Changing trends in Life Insurance – Rise of Digital
- Pradeep Pandey, Chief Marketing Officer
Internet usage in India is presently at 350 mn which translates to approx. 30% of the population. China has a penetration of 48% and US at 84%; however, India is adding users at a furious pace with an addition of 60 lakh new users or in other words 2 lakh new internet users every day.
India will follow China in terms of digital adoption as both countries share a similar social and demographic behaviour. China’s e-commerce today stands at $675 bn which is 30 times India’s e-commerce market. This gap is the real potential we are talking about and the next 10 years will really catapult India into the world’s second largest digital economy.
Life insurance was always considered a “push” category and the possibility of a consumer seeking insurance on his/her own without any “human push” was unthinkable until a few years back. The conventional mode of personal sales through a physical channel is still predominant and will continue to be so at least for the next 15-20 years. However, it is interesting to note the shift and adoption of online channels such as aggregators or companies selling directly.
Size of the Indian online insurance market would be approx. Rs 2000 cr. with life insurance contributing to 40% of this. While non-life was the harbinger of online sales, awareness of pure protection products like Term Plans made consumers buy directly online. In recent years, ULIPs (unit linked insurance plans) have picked steam and consumers find it more prudent to buy these products online. Some of the factors which favour Direct-to-Consumer (through online channels) are:
WYSWYG – What You See is What You Get. Companies are making it easier for consumers to understand what they are buying and get a fair understanding of the product before investing. However, we still have to go a far distance in terms of making a world-class cutting edge user experience and interface.
There is always the “good deal” expectation from e-commerce and it is no different when it comes to insurance. The prices of online products are cheaper than offline products, though one would expect some resetting of pricing in the near term to make the channel viable for the industry.

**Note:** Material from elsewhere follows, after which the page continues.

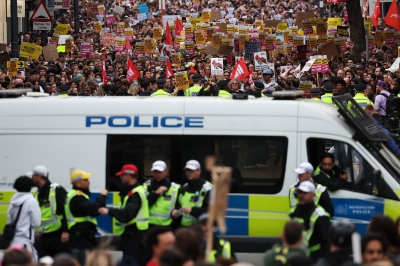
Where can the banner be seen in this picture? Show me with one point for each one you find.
(30, 50)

There are variations and different combinations which the industry is making for consumers to buy. Today, there is a good variety of offerings which a consumer can select from at the click of a button. Companies which innovate constantly on products as well as service delivery are the ones which will win in this game.
Online channel also has very good persistency which helps companies offer lower prices. Persistency is one of the key parameters which define profitability for insurance companies and any model which delivers on this is a great asset for the industry.
Digital also has a role to play in helping consumers understand the product and take an informed decision which is customised and unique to their lifestyle. Tablet based financial planning and subsequent recommendation of products is an example of this. It has been observed that people who buy offline, research the products online, which is popularly called the ROBO (Research Online Buy Offline).
With the number of smartphone users in India currently at 250 mn and projected to go up to 700 mn in the next 3 years, digital is definitely on the rise. Consumers are going digital, and companies who understand this changing landscape and keep pace with consumers of tomorrow will win.